Technology consultancy Arc90 has released a simple tool that will work in any modern web browser and makes reading online a whole new experience. The tool is called Readability and it performs a simple task, removing the clutter from almost any web page, leaving only the featured content. The resulting page is cleanly formatted and easy to read. You even get to choose the fonts, margin spacing and general layout. For example:
Readability is extremely easy to install and use. Follow the steps on their installation page (watch the video first, if you like) to place their bookmarklet on your browser’s toolbar. Then, whenever you’re on a page that you want to really read – not just skim – click the bookmarklet and Readability de-clutters the page. It can even remove the distraction of inline text links, by moving them all to footnotes at the bottom of the content. When you’re done, click the “Reload Original Page” button and the page is restored to its original state.
The developer of Readability, Richard Ziade, was interviewed recently on Rebooting the News, where he explained that developing the technology to correctly identify the featured content on a page and remove everything else was much more difficult than it looks. He started the project in his spare time to meet his own need to reduce the level of distraction that he knew was interfering with his online reading comprehension. The whole program is well worth listening to.
Our special guest is the developer of the Readability plug-in, Richard Ziade. He’s a partner in arc90, a strategic consulting and software development firm. Recently, his product was in the news because Apple’s Safari browser incorporated it, as Dave explained in a post at scripting.com. (It would be a good idea to read that post before listening.)

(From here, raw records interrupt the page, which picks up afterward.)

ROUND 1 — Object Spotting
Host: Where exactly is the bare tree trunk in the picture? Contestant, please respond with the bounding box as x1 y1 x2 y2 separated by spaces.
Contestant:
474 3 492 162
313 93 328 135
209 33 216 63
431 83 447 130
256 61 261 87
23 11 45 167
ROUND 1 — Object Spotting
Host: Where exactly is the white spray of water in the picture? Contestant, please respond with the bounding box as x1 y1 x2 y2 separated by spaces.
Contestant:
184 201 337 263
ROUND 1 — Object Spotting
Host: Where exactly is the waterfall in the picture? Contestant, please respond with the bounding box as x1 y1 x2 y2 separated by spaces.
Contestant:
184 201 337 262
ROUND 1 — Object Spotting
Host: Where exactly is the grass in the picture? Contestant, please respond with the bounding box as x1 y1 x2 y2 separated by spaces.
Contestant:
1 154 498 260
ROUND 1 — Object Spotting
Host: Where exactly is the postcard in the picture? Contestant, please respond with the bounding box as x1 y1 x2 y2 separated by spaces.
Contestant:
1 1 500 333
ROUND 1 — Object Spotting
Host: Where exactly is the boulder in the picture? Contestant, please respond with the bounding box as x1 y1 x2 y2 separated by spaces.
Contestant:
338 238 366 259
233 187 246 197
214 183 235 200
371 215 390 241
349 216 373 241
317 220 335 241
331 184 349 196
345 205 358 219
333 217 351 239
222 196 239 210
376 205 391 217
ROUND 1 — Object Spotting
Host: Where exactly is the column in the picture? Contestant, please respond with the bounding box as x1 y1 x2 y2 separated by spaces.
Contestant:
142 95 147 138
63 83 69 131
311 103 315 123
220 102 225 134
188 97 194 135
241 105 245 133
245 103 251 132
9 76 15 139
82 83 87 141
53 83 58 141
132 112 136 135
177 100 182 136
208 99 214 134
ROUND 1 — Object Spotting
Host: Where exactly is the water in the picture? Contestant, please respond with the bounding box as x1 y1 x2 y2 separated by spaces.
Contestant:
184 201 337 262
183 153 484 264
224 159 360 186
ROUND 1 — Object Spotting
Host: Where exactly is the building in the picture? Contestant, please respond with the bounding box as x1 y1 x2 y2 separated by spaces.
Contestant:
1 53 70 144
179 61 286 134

It’s a great tool and I’ve been using it a lot but here’s a question that needs to be asked of readers: If you get to control the viewing experience and choose to ignore the ads and other bumpf (and who wouldn’t?), what responsibility do you have to replace the revenue that those ads bring in for the publisher? And conversely, if the readers are voting with their feet and turning off the ads, how can publishers change their content and revenue models, in order to attract readers who are willing to support them? These are questions that all media companies have been grappling with and programs like Readability (and the new Safari 5 browser, which has similar functionality built in) simply shines a brighter light on how our online consumption has changed the media landscape.
Yeah, the algorithm for weighting the objects based on inner tag types is really impressive. I wish I had thought of that :).
This is also a god-send for web scraping. I've implemented it in several projects after porting it. Props to Arc90.